Director and co-screenwriter Jeremy Clapin has crafted a bold cinematic journey that is an adult story, which makes the viewer question why Clapin chose to tell this story through animation. The last couple of years I have learned that animation is no longer a film commodity restricted to children and this film definitely falls into that category. It reminded me a lot of 2016's My Life as a Zucchini, which initially appears to be a children's story but turns out to be anything but.

Clapin initially presents two separate stories being told together and being told at an extremely leisurely pace, which isn't always as effective as it should be. Watching this hand navigate its way through the streets and gutters of Paris was a lot more interesting than watching the nerdy Naoufel trying to navigate relationship waters with Gabrielle. The scenes of the hand encountering an angry pigeon and getting trapped in a garbage truck were on the verge of terrifying and were a lot easier to invest in than the scenes of the nerdy pizza delivery boy. Though it cannot be denied that the first meeting between Naoufel and Gabrielle where he is trying to deliver her a pizza and she won't buzz him into the building was a lot of fun.
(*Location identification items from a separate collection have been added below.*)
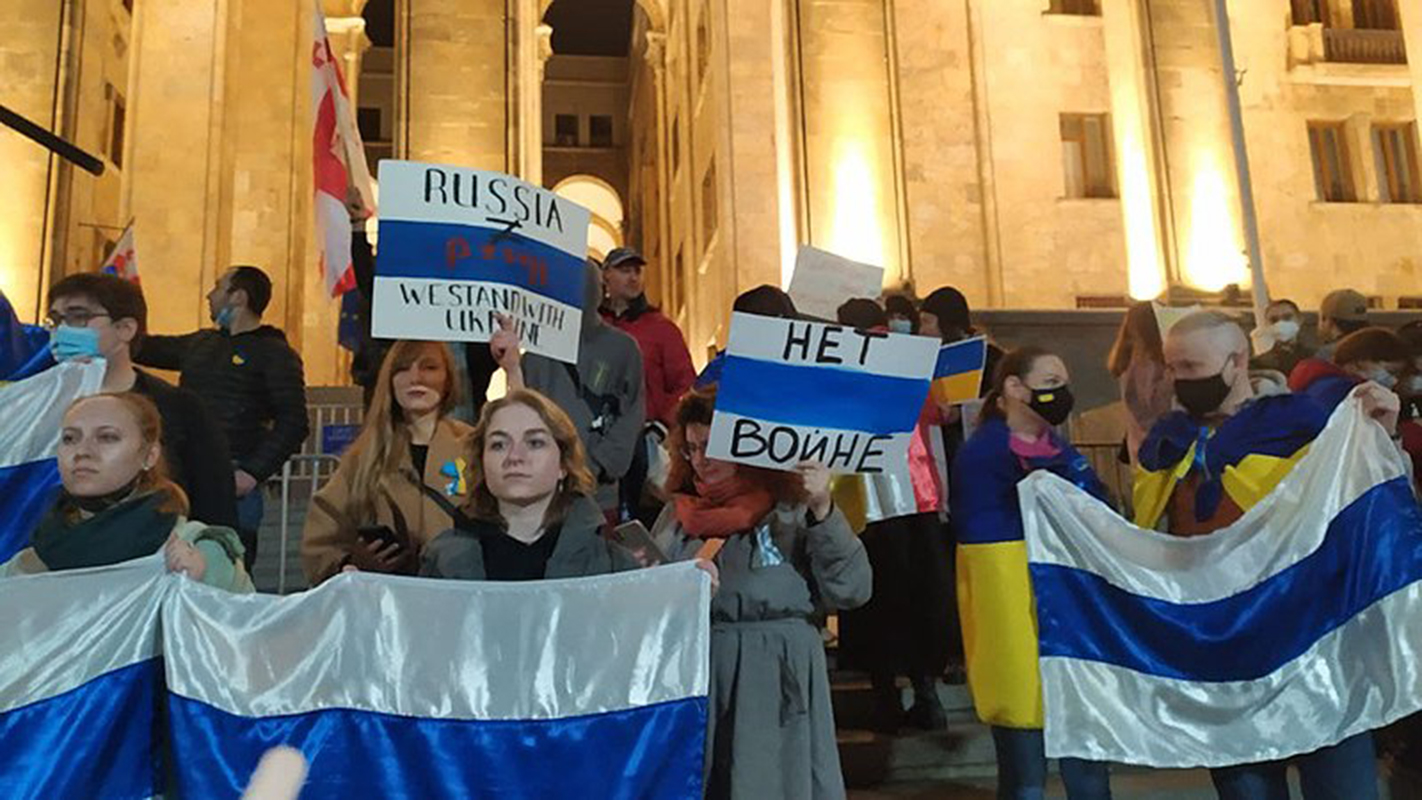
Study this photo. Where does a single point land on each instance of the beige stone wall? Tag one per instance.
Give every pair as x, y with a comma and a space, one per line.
455, 101
1310, 246
29, 40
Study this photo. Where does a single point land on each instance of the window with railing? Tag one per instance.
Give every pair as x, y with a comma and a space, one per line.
1395, 157
1333, 175
1087, 155
1075, 7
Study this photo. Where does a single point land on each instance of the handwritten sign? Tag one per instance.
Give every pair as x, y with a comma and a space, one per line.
458, 246
794, 391
824, 280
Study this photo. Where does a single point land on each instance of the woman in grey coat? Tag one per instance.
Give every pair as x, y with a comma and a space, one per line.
785, 557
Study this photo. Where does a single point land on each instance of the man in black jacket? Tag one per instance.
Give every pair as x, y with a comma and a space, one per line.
97, 316
250, 378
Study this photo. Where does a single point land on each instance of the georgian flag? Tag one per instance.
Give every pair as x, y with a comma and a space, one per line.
339, 162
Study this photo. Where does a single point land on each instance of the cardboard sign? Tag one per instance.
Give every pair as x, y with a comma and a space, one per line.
458, 246
822, 282
795, 391
959, 375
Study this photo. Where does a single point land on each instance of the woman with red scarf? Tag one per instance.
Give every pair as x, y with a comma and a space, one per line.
785, 556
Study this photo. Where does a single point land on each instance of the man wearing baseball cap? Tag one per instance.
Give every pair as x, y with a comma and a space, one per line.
664, 357
1341, 313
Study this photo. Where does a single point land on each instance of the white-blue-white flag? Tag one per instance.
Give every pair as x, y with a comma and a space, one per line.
30, 417
421, 688
1289, 631
81, 682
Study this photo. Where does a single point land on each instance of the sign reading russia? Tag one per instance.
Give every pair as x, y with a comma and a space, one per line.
460, 246
794, 391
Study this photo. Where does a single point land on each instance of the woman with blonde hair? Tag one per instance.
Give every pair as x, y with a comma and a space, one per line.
531, 509
404, 478
1136, 363
118, 502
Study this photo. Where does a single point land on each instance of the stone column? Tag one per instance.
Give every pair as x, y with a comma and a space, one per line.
455, 83
29, 41
748, 169
1411, 16
852, 182
1136, 147
177, 114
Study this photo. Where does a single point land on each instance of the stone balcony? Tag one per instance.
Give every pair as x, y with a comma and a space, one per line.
1351, 56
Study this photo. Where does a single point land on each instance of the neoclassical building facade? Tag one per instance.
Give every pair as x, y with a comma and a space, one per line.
1037, 154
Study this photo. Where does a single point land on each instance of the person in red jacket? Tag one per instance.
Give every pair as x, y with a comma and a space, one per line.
664, 357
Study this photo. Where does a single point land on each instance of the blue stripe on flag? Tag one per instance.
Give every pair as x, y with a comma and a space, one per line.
651, 752
418, 249
819, 397
1371, 550
94, 741
29, 490
960, 358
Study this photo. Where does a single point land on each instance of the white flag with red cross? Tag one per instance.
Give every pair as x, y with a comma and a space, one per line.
341, 175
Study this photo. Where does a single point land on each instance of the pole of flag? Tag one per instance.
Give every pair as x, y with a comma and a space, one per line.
1232, 94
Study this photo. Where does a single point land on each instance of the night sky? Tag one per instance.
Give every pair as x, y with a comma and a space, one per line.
580, 27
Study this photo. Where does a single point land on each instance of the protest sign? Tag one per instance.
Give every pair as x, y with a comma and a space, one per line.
460, 246
795, 391
959, 375
824, 280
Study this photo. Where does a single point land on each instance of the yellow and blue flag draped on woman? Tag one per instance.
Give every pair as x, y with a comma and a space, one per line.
1287, 631
994, 590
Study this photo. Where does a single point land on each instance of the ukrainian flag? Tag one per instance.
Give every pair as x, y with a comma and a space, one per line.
959, 374
1243, 459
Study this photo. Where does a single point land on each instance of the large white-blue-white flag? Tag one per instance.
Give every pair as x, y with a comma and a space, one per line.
421, 688
30, 417
794, 391
1287, 631
125, 681
81, 682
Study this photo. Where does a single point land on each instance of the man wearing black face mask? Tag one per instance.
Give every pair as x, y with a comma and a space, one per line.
1203, 466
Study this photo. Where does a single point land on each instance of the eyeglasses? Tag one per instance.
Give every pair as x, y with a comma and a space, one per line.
74, 319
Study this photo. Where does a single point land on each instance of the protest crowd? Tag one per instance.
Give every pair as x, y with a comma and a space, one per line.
899, 540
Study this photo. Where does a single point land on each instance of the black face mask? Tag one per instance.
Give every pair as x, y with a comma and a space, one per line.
1052, 405
1202, 395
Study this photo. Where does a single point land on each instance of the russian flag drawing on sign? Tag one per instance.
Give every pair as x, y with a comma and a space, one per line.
29, 436
418, 688
959, 374
1287, 631
795, 391
458, 246
81, 682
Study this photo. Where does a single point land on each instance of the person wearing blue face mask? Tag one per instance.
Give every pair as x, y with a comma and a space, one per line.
1371, 354
98, 316
250, 378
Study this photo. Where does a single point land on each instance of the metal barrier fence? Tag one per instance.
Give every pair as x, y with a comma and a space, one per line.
334, 412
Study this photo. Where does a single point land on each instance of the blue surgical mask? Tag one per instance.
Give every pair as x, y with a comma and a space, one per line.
68, 343
223, 317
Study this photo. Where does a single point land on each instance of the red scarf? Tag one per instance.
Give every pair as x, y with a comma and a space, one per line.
723, 509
The other thing that was fun about that this film is that Clapin allowed the viewer to use his imagination regarding certain parts of the story. It's never made clear to the viewer as the hand begins its journey whether or not it actually knows where it's going or not and lets the viewer decide. The hand seems to have an innate sense of danger and seems to know what situations it needs to extricate itself from, but we're never sure what else it knows beyond that.

Clapin's animation is dark but exquisitely detailed, employing a lot of images that I have rarely seen in animated films. I was especially impressed with his views of the inside of a garbage truck and an escalator going up while the hand was going down. Bouquets to Benjamin Massoubre's editing and Dan Levy's music which were also assets in bringing this uniquely adult animated film experience to life.